The beginning of the book is very scientific, way too scientific for a 7:36 am train ride. I have to admit that I skimmed over a lot of the junk about nutrition, just as I would have done in college. And I graduated, so it worked then!
Pollan defines “orthorexics” in his intro: people with an unhealthy obsession with eating healthy food. I read that and thought: this is what I’m becoming. Now, those of you who saw me scarf down fried calamari twice this week might disagree with that. In truth, I’m not obsessed enough with healthy eating to actually do it all the time, but I think about food constantly. I plan meals, I read labels, I count servings and calories, and I’m always planning my next meal. Its borderline obsessive. The ultimate goal is to eat healthy, but sometimes a fryalator stands in my way. I’m a fat kid at heart.
Pollan’s manifesto breaks down into three key points: Eat Food. Not Too Much. Mostly Plants. Sounds simple enough, right? Not really. “Food” should be anything your great grandmother would recognize, with an ingredient list of less than 5 ingredients, all of which you should be able to pronounce. No high-fructose corn syrup (which is in a lot of food. A real lot of food). You need to think about what your meat ate before you eat it. And what’s in the soil where your carrots grow. You should try eating until you’re 80% full.

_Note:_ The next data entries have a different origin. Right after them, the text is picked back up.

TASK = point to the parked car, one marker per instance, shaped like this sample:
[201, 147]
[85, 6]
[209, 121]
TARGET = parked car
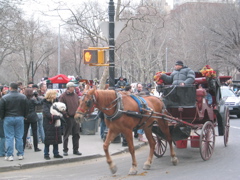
[231, 100]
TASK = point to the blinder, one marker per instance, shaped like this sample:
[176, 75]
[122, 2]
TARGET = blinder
[89, 103]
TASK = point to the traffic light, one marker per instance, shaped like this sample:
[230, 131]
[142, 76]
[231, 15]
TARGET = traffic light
[90, 56]
[94, 57]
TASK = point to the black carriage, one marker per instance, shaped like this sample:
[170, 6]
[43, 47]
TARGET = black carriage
[190, 116]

All good, in theory. But how long does it take someone to grocery shop with conditions like that? Oh wait, you shouldn’t shop at the grocery store, but focus on Farmer’s Markets (which is a great idea, if I could find one on the weekends near my house). And what will your food bill become? Even buying produce in season & on sale is more expensive than a few boxes of mac & cheese and a can of corn.

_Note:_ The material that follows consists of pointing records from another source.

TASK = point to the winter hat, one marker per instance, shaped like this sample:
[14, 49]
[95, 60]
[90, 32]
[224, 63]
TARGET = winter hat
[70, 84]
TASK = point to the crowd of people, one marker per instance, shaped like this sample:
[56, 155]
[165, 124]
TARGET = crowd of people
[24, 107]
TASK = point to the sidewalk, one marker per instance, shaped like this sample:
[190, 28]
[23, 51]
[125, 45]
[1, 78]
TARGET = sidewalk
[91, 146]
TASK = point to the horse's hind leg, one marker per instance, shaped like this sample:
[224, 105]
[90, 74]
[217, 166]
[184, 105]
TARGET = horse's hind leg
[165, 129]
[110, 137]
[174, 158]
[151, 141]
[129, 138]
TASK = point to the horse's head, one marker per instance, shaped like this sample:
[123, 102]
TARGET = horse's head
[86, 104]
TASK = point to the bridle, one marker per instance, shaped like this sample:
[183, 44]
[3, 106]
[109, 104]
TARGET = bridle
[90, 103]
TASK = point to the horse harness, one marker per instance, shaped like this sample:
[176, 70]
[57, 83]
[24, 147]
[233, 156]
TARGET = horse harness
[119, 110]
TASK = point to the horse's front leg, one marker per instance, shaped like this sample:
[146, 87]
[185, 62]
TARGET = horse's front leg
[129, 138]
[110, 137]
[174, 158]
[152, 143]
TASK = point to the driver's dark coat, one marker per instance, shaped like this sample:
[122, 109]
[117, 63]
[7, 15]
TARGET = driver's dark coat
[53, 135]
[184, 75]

Now, I haven’t finished the book, but how do you do all that without becoming obsessed with food? I hope I find out. I’ve been trying to eat healthier, in general. I’ve almost given up faux sugars, sans the occasional Diet Coke or WW ice cream bar. I really try to think about if what I am eating has nutritional value, and try not to eat it if it doesn’t. And this consumes me at times. I have to be 100% on my game, and “good” to lose weight. One trip to the food court where I wait for my train, and the scale is thrown against the wall in disgust. Put me in a restuarnt with a martini, and I can kiss the week goodbye. Lack of willpower seems to be a common problem in my life.
The bottom line: Its really much easier to be fat.